Graham Cormode is a Professor in Computer Science at the University of Warwick in the UK. He works on research topics in data management, privacy and big data analysis. Previously, he was a principal member of technical staff at AT&T Labs-Research from 2006-2013, and before this he was at Bell Labs, and Rutgers University. In 2013, he was recognized as a 'Distinguished Scientist' by the Association of Computing Machinery (ACM). His work has appeared in over 90 conference papers, 30 journal papers, and been awarded 25 US Patents. His work has received two best paper awards, and a ten year "Test of time" award for his work on sketching algorithms. He has edited two books on applications of algorithms to different areas, and coauthored a third. He currently serves as an associate editor for the ACM Transactions on Database Systems (TODS).

Tutorial 2

LogiQL, a Declarative Language for Enterprise Applications

Todd J. Green (LogicBlox, USA)

Abstract

We give an overview of LogiQL, a declarative, Datalog-based language for data management and analytics, along with techniques for efficient evaluation of LogiQL programs, emphasizing theoretical foundations when possible.

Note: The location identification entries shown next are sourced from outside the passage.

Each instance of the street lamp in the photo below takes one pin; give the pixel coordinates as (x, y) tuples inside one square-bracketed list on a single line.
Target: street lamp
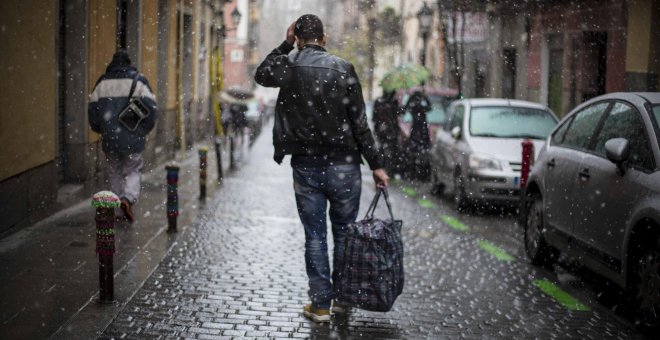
[(425, 19), (235, 20), (235, 17)]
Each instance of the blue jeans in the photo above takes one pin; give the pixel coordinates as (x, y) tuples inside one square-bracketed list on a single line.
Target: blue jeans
[(315, 187)]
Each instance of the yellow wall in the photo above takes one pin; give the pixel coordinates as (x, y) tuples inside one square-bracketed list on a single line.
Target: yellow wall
[(172, 31), (102, 42), (28, 86), (149, 42), (638, 52)]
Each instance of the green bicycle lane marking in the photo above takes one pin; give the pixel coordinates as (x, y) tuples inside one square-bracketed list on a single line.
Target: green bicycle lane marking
[(560, 296), (426, 203), (409, 191), (454, 223), (547, 287), (494, 250)]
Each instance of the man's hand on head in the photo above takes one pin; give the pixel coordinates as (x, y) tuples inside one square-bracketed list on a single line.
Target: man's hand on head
[(381, 178), (290, 37)]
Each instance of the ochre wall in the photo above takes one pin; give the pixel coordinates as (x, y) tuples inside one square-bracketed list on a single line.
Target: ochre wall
[(28, 90), (172, 32), (102, 42), (149, 42), (639, 35)]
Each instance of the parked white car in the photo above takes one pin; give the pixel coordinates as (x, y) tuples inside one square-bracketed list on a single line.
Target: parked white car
[(478, 152)]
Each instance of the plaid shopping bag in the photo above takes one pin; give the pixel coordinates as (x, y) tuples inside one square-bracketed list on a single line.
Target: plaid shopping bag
[(371, 273)]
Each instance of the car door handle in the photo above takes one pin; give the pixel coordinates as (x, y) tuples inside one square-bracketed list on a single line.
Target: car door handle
[(584, 174), (551, 163)]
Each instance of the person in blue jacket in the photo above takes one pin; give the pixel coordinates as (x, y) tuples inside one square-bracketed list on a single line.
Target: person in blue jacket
[(122, 145)]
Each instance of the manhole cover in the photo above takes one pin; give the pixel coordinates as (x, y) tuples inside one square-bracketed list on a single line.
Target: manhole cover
[(78, 244)]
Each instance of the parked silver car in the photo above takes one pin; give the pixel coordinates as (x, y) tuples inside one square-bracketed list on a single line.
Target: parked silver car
[(478, 152), (594, 194)]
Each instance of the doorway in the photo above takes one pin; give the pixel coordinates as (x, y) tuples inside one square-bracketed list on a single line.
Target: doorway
[(594, 64)]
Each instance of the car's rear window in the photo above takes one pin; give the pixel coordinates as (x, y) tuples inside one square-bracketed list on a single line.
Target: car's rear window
[(656, 115), (511, 122)]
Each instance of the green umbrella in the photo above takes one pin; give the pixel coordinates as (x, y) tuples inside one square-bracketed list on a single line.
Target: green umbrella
[(405, 76)]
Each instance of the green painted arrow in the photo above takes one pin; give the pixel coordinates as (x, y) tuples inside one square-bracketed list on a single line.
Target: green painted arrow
[(495, 251), (454, 223), (426, 203), (560, 296), (409, 191)]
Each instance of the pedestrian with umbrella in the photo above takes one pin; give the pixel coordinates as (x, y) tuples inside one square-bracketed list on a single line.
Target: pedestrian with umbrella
[(419, 142), (388, 134)]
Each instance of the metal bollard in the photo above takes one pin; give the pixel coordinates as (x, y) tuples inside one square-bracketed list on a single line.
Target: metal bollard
[(527, 161), (172, 196), (105, 203), (203, 152), (218, 156)]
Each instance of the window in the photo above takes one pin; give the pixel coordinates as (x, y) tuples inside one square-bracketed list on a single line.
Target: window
[(511, 122), (558, 136), (457, 118), (624, 121), (656, 115), (584, 124), (236, 56)]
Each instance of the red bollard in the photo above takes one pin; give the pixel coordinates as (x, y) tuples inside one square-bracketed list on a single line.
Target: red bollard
[(203, 152), (105, 203), (527, 161), (172, 196)]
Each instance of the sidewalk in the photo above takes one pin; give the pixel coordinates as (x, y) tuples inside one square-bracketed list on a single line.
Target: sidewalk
[(49, 282)]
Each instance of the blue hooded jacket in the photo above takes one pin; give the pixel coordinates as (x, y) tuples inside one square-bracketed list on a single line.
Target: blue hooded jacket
[(110, 97)]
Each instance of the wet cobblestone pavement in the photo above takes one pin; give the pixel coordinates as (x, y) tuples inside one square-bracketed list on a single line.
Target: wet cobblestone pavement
[(239, 273)]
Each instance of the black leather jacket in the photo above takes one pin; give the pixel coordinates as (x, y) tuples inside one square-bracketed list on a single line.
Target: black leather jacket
[(320, 109)]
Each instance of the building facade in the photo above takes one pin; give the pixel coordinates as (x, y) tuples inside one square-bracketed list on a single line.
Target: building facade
[(558, 52), (51, 55)]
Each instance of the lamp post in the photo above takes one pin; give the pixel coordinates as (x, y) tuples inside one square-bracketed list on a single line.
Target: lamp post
[(425, 19), (235, 20)]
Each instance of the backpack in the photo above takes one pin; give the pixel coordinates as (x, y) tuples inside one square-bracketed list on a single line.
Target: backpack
[(371, 271)]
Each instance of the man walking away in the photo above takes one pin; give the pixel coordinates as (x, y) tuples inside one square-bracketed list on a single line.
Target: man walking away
[(122, 147), (320, 120)]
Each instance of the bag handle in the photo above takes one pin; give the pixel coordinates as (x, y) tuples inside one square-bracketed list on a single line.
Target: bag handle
[(374, 203), (133, 84)]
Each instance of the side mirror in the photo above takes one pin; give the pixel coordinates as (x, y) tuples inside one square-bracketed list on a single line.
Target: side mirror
[(618, 152), (456, 132)]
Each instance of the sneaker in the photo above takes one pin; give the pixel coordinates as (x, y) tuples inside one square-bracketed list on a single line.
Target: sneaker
[(126, 209), (339, 308), (316, 314)]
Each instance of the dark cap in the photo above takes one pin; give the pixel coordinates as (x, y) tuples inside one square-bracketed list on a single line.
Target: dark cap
[(309, 27), (121, 58)]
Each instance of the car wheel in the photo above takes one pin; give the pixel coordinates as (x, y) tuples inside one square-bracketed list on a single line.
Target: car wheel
[(460, 198), (538, 251), (647, 288)]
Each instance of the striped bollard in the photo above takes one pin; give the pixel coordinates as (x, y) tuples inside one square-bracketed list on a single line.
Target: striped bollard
[(105, 203), (527, 161), (172, 196), (203, 153)]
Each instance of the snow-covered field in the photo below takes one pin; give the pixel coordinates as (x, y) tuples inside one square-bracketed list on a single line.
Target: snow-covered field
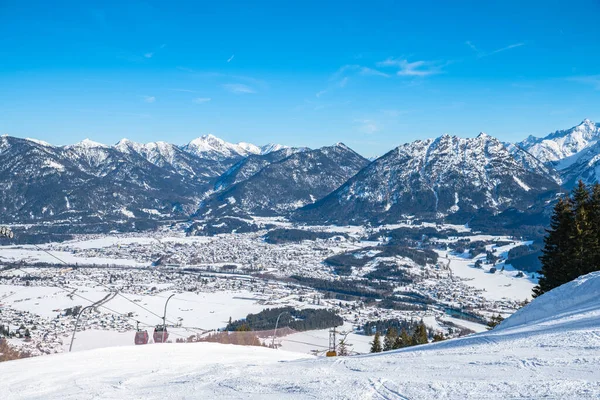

These techniques include: leapfrog triejoin and its associated incremental maintenance algorithm, which we measure against appropriate optimality criteria; purely-functional data structures, which provide elegant versioning and branching capabilities that are indispensable for LogiQL; and transaction repair, a lock-free concurrency control scheme that uses LogiQL, incremental maintenance, and purely-functional data structures as essential ingredients.

Bio

T.J. Green is a Computer Scientist at LogicBlox. He received his Ph.D. in Computer and Information Science from the University of Pennsylvania in 2009. His awards include Best Student Paper at ICDT 2009, the Morris and Dorothy Rubinoff Award in 2010 (awarded to the outstanding computer science dissertation from the University of Pennsylvania), an honorable mention for the 2011 Jim Gray SIGMOD dissertation award, an NSF CAREER award in 2010, and Best Paper Runner-Up at ICDE 2012. Prior to LogicBlox, he was an Assistant Professor at UC Davis (2009-2011), an engineer at Xyleme (2001-2003), and a lead developer at Microsoft (1997-2001).